Es zwitschert im Thalia Theater. Ein fröhliches Keckern ist zu hören, eine Zwergseeschwalbe, wie man bald erfahren wird: einer von rund zehn Millionen Vögeln, die auf dem Weg ins Winterquartier im Wattenmeer vor der niedersächsischen Küste Rast machen und sich 50 Prozent Gewicht anfressen. Interessant.
Bei den Lessingtagen sind international bedeutende Theatergruppen am Thalia zu Gast: das Teatro Linea de Sombra aus Mexiko etwa. Oder das Berliner Gorki. Außerdem zu sehen: „Zugvogelmusik“. Vom Nationalpark Niedersächsisches Wattenmeer, der bislang nicht wirklich als Theater aufgefallen ist. Allerdings passt der diesjährige inhaltliche Festivalrahmen, der sich mit Klimakatastrophe sowie dem Verhältnis zwischen Europa und globalem Süden auseinandersetzt, gut zum Aufgabenbereich des Nationalparks – die Zugvögel auf Durchreise symbolisieren weltweite Migrationsbewegungen, und die sind für ein Festival, das auf die Veränderungen der Weltgesellschaft reagiert, sicher Thema.
Mischung aus Konzert und ornithologischem Vortrag
Die „Zugvogelmusik“ wird regelmäßig vom Nationalpark veranstaltet: eine Mischung aus Konzert und ornithologischem Vortrag. Zunächst hört man die Zwergseeschwalbe keckern, dann betritt Nationalparks-Leiter Peter Südbeck die Bühne und beschreibt die Besonderheiten dieses „Kobolds auf den Stränden“, dann geht es zur Reiseroute des Tieres nach Westafrika, und dann moderiert Musikmanager Jochen Kühling den ersten Künstler an. In dem Fall den Sänger Leo Delest aus Côte d’Ivoire, wo die Seeschwalbe überwintert. Und der bringt dann, so die Idee, Musik mit, die der Vogel auf seiner Reise hört.
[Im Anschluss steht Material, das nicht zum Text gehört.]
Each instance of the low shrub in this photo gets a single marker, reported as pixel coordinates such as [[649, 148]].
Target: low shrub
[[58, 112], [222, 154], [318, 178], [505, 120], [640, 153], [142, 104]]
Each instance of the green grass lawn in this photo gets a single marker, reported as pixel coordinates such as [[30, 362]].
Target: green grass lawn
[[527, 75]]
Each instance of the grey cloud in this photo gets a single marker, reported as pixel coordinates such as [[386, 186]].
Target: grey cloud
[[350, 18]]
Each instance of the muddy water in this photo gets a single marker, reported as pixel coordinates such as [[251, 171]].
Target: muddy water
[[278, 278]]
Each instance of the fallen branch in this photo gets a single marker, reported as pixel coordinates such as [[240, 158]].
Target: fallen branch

Mit dem Sunderling hört das Thalia-Publikum also das multinationale Ensemble Wakassa, mit der Schneeammer die isländische Sängerin Ragna Gröndal, mit dem Strandregenpfeifer den kamerunischen Musiker Njamy Sitson, der den bei Weltmusik häufig drohenden Exotismus mit freundlicher Ironie auszubremsen weiß. Bringen die Zugvögel aber tatsächlich Musik mit?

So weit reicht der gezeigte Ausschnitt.